In questa quarta domenica dopo Pentecoste le parole del Signore Gesù che ci sono affidate suonano particolarmente dure: «Venne il diluvio e li fece morire tutti», così come «piovve fuoco e zolfo dal cielo e li fece morire tutti». L’episodio di Lot e quello di Noè ci parlano di un momento nel quale l’uomo aveva smarrito la strada e si era dimenticato della relazione fondamentale con Dio, aveva seguito solo i «desideri della carne», se vogliamo usare le parole di san Paolo. L’intervento divino, nella sua drammaticità e apparente violenza, permette di ripartire, che si ritorni a quell’equilibrio originale nel quale l’uomo ha la possibilità di godere al meglio della propria vita e dei doni che Dio gli ha fatto. Dio non agisce per abbandonare l’umanità alla sofferenza, ma per offrirle nuovamente una possibilità di redenzione, di felicità e di pienezza dalla quale ci auto escludiamo ogni volta che perdiamo il legame con Lui.

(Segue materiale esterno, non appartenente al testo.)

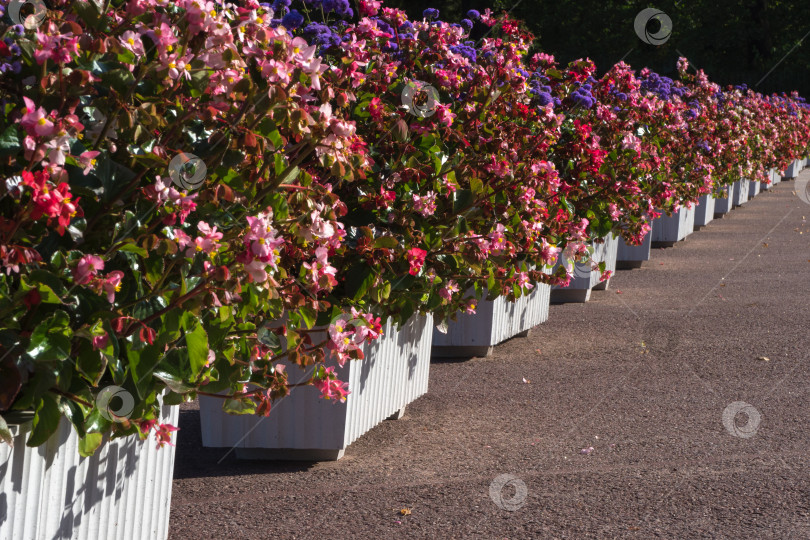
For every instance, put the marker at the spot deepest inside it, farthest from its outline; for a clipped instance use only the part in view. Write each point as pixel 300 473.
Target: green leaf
pixel 462 199
pixel 89 444
pixel 46 421
pixel 386 242
pixel 5 433
pixel 197 344
pixel 359 278
pixel 51 339
pixel 10 143
pixel 142 364
pixel 133 248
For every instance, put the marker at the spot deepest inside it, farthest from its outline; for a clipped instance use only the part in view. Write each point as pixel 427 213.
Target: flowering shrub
pixel 193 190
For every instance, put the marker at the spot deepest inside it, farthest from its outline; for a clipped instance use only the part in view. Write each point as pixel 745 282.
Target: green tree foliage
pixel 734 42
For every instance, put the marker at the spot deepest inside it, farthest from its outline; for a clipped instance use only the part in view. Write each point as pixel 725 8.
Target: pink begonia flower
pixel 112 284
pixel 163 435
pixel 369 8
pixel 321 228
pixel 88 160
pixel 425 205
pixel 497 238
pixel 548 253
pixel 331 388
pixel 35 121
pixel 257 271
pixel 101 342
pixel 58 148
pixel 523 280
pixel 631 142
pixel 415 258
pixel 87 268
pixel 449 290
pixel 275 71
pixel 132 42
pixel 445 115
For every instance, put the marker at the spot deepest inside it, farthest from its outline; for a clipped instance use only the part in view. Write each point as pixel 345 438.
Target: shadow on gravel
pixel 194 461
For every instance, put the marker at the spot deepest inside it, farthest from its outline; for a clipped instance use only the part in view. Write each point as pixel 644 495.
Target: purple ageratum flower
pixel 544 98
pixel 292 20
pixel 280 5
pixel 465 51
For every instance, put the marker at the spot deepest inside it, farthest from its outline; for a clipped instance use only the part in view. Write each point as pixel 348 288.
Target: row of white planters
pixel 585 278
pixel 50 492
pixel 668 230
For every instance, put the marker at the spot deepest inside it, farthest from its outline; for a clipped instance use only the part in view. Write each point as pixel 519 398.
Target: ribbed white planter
pixel 741 188
pixel 704 211
pixel 792 171
pixel 628 256
pixel 667 230
pixel 303 426
pixel 753 189
pixel 493 322
pixel 585 279
pixel 723 205
pixel 121 492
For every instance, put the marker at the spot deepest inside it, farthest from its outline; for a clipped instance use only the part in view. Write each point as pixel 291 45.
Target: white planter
pixel 585 279
pixel 704 211
pixel 303 426
pixel 775 177
pixel 628 256
pixel 741 191
pixel 723 205
pixel 493 322
pixel 123 491
pixel 753 189
pixel 667 230
pixel 792 171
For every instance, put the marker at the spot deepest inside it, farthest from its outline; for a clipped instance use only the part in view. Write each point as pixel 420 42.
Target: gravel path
pixel 642 374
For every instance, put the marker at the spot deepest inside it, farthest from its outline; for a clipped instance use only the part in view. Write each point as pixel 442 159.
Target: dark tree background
pixel 734 42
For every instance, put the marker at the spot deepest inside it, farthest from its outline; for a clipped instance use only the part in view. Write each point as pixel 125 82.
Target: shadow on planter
pixel 495 321
pixel 304 427
pixel 122 491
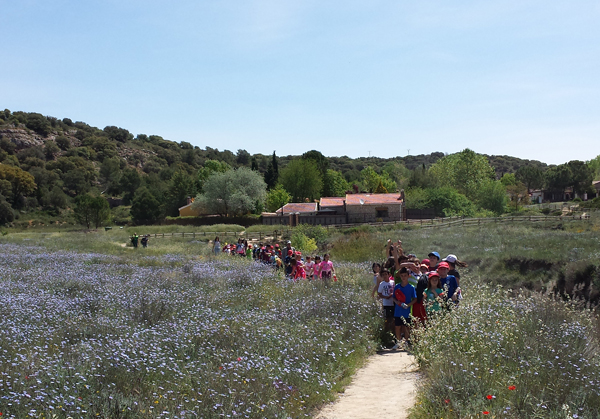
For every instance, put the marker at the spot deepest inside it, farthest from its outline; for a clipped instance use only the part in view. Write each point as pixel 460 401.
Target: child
pixel 309 266
pixel 299 272
pixel 448 282
pixel 434 258
pixel 434 293
pixel 385 292
pixel 453 262
pixel 405 297
pixel 376 278
pixel 317 268
pixel 288 264
pixel 327 270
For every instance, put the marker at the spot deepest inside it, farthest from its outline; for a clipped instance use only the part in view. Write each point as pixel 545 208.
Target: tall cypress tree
pixel 272 173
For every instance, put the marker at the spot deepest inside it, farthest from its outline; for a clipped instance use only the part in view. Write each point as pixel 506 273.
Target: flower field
pixel 506 356
pixel 86 335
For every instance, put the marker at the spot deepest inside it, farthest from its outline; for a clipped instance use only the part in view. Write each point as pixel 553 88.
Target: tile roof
pixel 373 199
pixel 332 201
pixel 298 207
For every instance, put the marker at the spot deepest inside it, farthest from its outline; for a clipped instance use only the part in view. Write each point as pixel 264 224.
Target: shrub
pixel 497 353
pixel 303 242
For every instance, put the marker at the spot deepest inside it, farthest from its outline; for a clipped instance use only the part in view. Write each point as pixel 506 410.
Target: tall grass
pixel 505 356
pixel 173 336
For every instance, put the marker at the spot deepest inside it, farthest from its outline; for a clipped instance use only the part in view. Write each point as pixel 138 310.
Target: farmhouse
pixel 353 208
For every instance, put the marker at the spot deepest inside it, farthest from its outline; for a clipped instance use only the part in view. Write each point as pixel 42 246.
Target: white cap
pixel 450 258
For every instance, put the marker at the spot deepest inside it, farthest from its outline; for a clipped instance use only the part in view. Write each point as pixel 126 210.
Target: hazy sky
pixel 514 77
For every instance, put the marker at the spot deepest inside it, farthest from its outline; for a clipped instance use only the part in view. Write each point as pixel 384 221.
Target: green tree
pixel 110 174
pixel 380 188
pixel 129 182
pixel 334 184
pixel 302 179
pixel 518 195
pixel 235 192
pixel 7 214
pixel 145 208
pixel 582 176
pixel 491 196
pixel 369 179
pixel 508 179
pixel 448 201
pixel 100 211
pixel 180 187
pixel 465 171
pixel 22 183
pixel 242 158
pixel 83 209
pixel 272 173
pixel 210 167
pixel 594 164
pixel 531 176
pixel 559 178
pixel 277 198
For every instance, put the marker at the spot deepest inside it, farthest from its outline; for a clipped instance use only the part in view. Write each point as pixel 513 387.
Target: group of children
pixel 410 289
pixel 293 263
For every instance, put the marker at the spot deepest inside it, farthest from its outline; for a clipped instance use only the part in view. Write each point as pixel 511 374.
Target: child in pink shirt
pixel 326 268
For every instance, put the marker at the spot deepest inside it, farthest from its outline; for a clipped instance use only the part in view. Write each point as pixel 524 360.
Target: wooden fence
pixel 430 223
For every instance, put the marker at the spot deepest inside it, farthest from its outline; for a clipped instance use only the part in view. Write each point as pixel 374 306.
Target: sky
pixel 355 78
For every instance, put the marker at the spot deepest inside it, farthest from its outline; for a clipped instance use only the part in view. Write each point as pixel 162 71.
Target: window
pixel 382 213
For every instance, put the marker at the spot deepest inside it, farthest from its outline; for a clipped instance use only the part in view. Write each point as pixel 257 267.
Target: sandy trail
pixel 384 387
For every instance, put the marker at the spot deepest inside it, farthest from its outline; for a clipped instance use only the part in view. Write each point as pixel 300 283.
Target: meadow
pixel 90 327
pixel 99 335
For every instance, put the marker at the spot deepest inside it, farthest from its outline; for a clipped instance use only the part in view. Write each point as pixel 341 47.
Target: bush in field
pixel 316 232
pixel 303 242
pixel 509 356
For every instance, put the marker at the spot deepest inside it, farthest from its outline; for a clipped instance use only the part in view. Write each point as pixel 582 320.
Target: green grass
pixel 521 356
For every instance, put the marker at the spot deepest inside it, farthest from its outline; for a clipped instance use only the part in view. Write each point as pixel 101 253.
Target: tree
pixel 129 183
pixel 594 164
pixel 531 176
pixel 558 178
pixel 518 194
pixel 100 211
pixel 380 188
pixel 334 184
pixel 21 182
pixel 302 179
pixel 83 209
pixel 180 187
pixel 582 176
pixel 242 157
pixel 145 208
pixel 369 179
pixel 277 198
pixel 321 161
pixel 235 192
pixel 491 196
pixel 7 214
pixel 272 173
pixel 210 167
pixel 465 171
pixel 110 174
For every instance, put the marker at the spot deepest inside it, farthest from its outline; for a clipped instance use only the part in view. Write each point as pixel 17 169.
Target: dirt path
pixel 376 389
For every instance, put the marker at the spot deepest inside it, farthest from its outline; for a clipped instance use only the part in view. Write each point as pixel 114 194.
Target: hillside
pixel 58 160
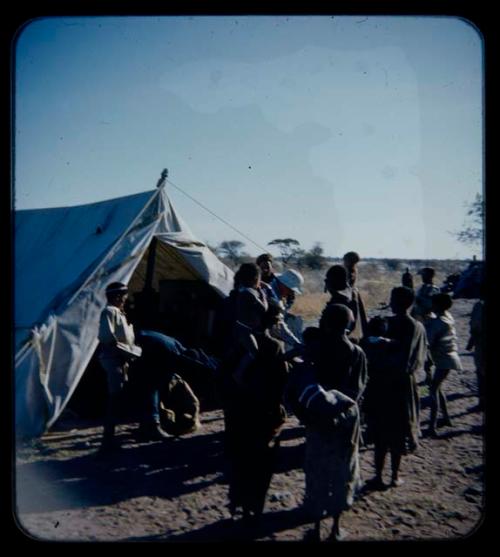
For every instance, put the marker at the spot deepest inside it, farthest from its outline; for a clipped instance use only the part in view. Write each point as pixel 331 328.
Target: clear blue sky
pixel 361 133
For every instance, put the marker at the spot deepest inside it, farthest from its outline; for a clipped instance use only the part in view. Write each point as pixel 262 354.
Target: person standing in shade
pixel 442 338
pixel 253 417
pixel 351 260
pixel 116 334
pixel 409 354
pixel 476 342
pixel 336 283
pixel 407 279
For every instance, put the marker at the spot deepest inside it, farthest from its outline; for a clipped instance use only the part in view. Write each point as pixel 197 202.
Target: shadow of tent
pixel 162 469
pixel 230 530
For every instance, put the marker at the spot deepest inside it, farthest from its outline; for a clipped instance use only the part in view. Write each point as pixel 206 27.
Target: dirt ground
pixel 175 490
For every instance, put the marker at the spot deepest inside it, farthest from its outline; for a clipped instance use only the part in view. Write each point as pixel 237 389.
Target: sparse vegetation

Il Signore ci parla, quindi, di un progetto di salvezza, una manifestazione di cura e attenzione da parte dell’unico Padre misericordioso, che non abbandona mai i suoi figli, anche quando questi si dimenticano di Lui. L’uomo abbandonato a se stesso è incapace di salvarsi da solo schiacciato dal proprio peccato e in balia dei suoi desideri egoistici.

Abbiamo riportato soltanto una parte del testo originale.